Immunohistochemical studies showed clearly positive immunoreactivity for vimentin and epithelial membrane antigen (EMA) in fibrous meningioma, whereas it did not in VS. Furthermore, immunohistochemical stain revealed S-100 protein positive cells in schwannoma tissue and only a weak positive reaction in meningioma tissue (fig. (fig.33).

Preservation rates and predicting factors for preservation of hearing and facial nerve function are also different in VSs and meningiomas [20]. Hearing preservation rates are usually higher after removal of a CPA meningioma because of the extradural origin of meningiomas [2]. The chance of preserving the facial nerve depends on the tumor size, the topographical relationship between tumor and facial nerve, and preoperative facial nerve function [20].

Radiosurgery is an alternative treatment option particularly for smaller VSs not compressing the brainstem or causing hydrocephalus [21]. Selectivity of radiosurgery depends on the biological differences in the response of different tissues [21], for example concerning tumor regression, which is most common with schwannomas [21], or the role of fractionated radiation therapy [22].

The above mentioned facts stress the importance of establishing a correct radiological diagnosis before offering surgery or radiosurgery to the patient, and of giving the patient the best counseling concerning the risks of both treatment options.

There have been several theories trying to explain the coincidence of two completely separate primary brain tumors in the absence of conditions like phakomatoses or previous brain irradiation: (1) tumors can develop entirely coincidentally; (2) the initial tumor can act as a stimulus on the surrounding cerebral parenchyma or meningeal tissue to induce a new tumor in a different tissue; (3) a carcinogenic stimulus may develop tumors in different tissues simultaneously; or (4) a residual embryonic structure becomes the basis for subsequent multiple brain tumor development [5]. Furthermore, Tsukamoto et al. [6] discussed the association of meningioma and neurinoma, which could be determined genetically, since the genes responsible for the occurrence of these tumors are both located on chromosome 22. However, Tsukamoto et al. did not perform a gene analysis in their patient.

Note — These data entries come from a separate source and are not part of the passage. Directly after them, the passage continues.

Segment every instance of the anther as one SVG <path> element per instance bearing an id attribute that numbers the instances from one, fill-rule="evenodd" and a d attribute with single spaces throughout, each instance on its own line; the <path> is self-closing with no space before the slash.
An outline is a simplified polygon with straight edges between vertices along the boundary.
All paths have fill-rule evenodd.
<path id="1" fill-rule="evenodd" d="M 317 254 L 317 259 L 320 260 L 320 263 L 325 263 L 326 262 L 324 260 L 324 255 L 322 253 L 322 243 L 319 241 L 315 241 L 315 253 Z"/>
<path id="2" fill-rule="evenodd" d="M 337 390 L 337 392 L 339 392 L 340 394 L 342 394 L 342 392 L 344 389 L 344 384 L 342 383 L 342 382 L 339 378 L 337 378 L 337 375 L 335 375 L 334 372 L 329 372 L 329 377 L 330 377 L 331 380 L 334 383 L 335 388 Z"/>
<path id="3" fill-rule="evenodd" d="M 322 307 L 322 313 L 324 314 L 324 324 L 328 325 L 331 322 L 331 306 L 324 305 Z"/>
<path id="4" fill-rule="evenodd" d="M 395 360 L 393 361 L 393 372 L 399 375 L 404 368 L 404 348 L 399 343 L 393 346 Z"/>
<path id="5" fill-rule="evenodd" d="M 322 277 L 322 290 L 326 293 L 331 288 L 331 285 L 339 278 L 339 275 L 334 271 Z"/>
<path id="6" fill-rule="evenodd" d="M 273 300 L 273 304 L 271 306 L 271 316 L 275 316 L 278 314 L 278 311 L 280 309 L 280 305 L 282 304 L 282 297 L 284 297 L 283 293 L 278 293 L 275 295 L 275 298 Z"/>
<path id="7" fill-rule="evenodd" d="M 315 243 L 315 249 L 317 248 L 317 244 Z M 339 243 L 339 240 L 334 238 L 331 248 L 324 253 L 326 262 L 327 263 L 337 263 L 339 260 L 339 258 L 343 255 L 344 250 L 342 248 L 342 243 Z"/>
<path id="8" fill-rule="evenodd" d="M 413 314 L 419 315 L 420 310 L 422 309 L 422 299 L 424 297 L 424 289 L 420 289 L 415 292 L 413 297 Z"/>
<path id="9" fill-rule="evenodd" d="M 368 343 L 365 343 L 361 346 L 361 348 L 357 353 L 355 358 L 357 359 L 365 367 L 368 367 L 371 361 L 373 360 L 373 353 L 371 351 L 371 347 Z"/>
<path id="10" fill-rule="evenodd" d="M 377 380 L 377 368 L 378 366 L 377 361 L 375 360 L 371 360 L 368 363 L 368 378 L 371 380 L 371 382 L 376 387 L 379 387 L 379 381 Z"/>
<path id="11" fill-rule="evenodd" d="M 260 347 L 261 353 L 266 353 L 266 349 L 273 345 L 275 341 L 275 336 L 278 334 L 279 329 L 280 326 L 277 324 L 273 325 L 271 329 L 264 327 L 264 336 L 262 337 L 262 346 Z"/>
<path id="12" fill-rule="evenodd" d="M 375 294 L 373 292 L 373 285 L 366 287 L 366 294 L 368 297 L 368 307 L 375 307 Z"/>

This theory could also be true for our patient.

Finally, we suggest that the combination of a CPA meningioma and a VS occurred most likely incidentally. However, the influence of some tumor growth factor forcing the second tumor to grow is theoretically possible in our case, since the tumors were located nearby in the same CPA. More research on possible mechanisms has to be done to support this theory.

In conclusion, meningioma and VS may very rarely occur coincidentally in the same CPA. These tumors can usually be safely and completely removed with a single surgical suboccipital approach. Preoperative imaging studies should be read carefully to establish the diagnosis of two different tumors in order to plan the surgical procedure and to offer the best treatment plan to the patient. The very rare cases of two different primary brain tumors which lie adjacent to each other and which are not distinguishable on preoperative imaging must also be kept in mind when counseling the patient about the risks of the surgical procedure.

Conflict of Interest

The authors declare that they have no conflict of interest.